Continuous Valued Attributes In Ml

Decision trees are only intended to work for discrete attributes (e.g. weather is sunny/rainy/cloudy, not 78 or 79 or 80… degrees). Hence for continuous (or 'numeric') attributes we have to modify things.

We create a discrete attribute (if > or if < blah) to test the continuous values.
I.e. we split the values somewhere in the middle to artificially create a discrete attribute.

E.g. Temp = 70, 71, 72…80, 81, 82
Value 1 = Temperature < 75.5
Value 2 = Temperature > 75.5

Evaluating Split Points

There are n-1 possible split points for n values of an attribute in the training set.

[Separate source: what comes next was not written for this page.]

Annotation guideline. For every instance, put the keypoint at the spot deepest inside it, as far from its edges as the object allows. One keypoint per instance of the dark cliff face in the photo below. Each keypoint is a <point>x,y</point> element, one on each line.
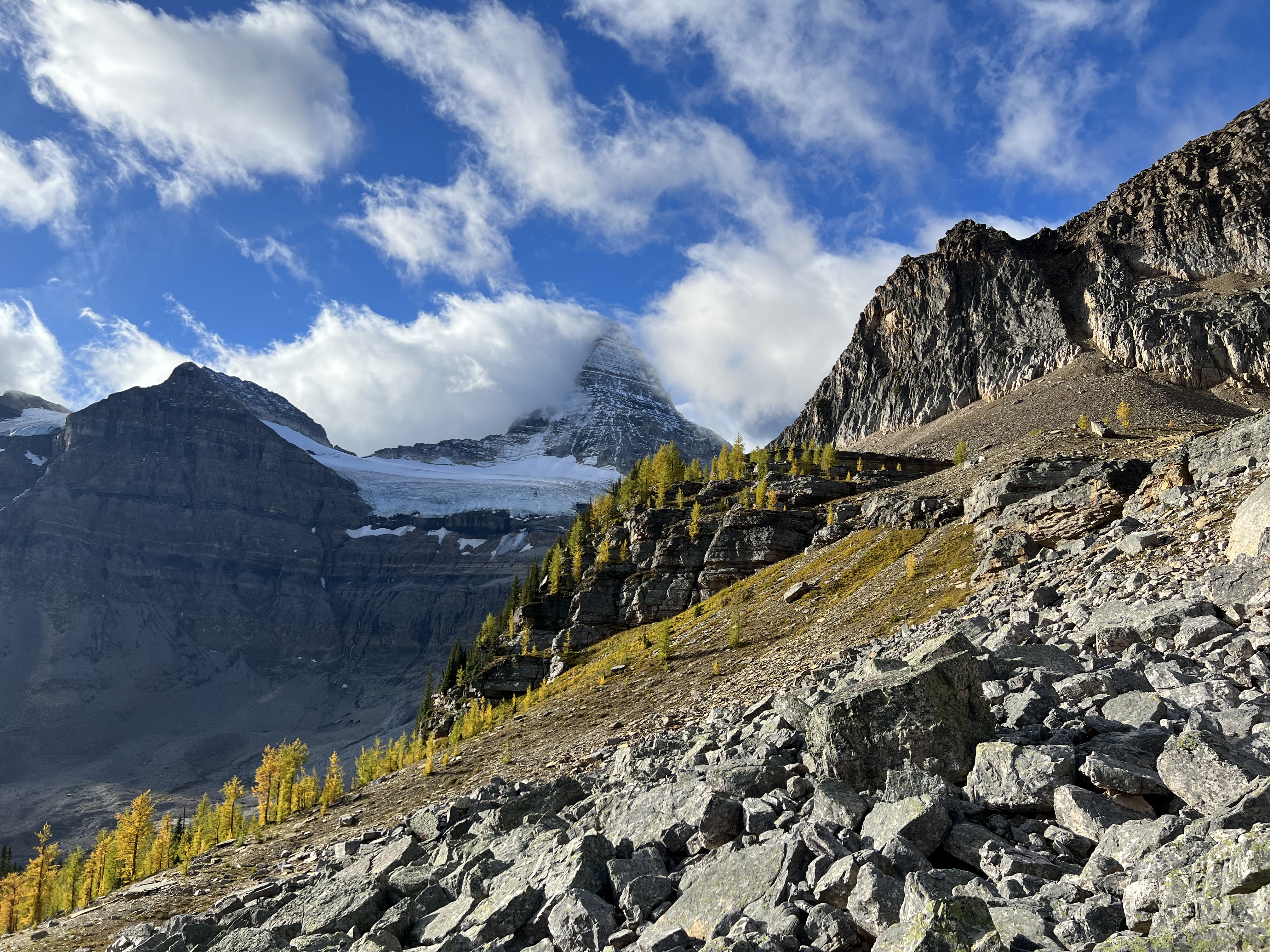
<point>178,588</point>
<point>1170,275</point>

It's common to split the values at the halfway mark between the start and the end (Dyadic Decision Trees do this), but there are more sophisticated methods.

For instance, choosing the best split point by information gain.

Information Gain

  • Let Split1 have 4 yes's and 2 no's.
  • Let Split2 have 5 yes's and 3 no's.

We then apply Entropy([4,2],[5,3]):

\begin{align} Entropy([4,2],[5,3]) = \frac{4+2}{4+2+5+3} * Entropy([4,2]) + \frac{5+3}{4+2+5+3} * Entropy([5,3]) = 0.939 bits \end{align}

The problem with this is that if an attribute has more values, Gain is more likely to select it because it's more likely to split instances into 'pure' subsets.
It can also use quite irrelevant attributes (like an ID code - unique to each instance) which give it a high gain on the training set (the info gain of it is just the info gain of the root), but are useless for predicting unknowns as it tells us nothing about the structure of the decision.

Gain Ratio

We can instead use the gain ratio. It takes into account the number and size of all children nodes the attribute splits the data into.

\begin{align} GainRatio(S,A) = \frac{Gain(S,A)}{SplitInformation(S,A)} \end{align}

SplitInformation(S,A) can also be thought of as the Entropy of each of the values. i.e.
SplitInformation(S,A) = Entropy([numInstances of V1, numInstances of V2, … , numInstances of Vc])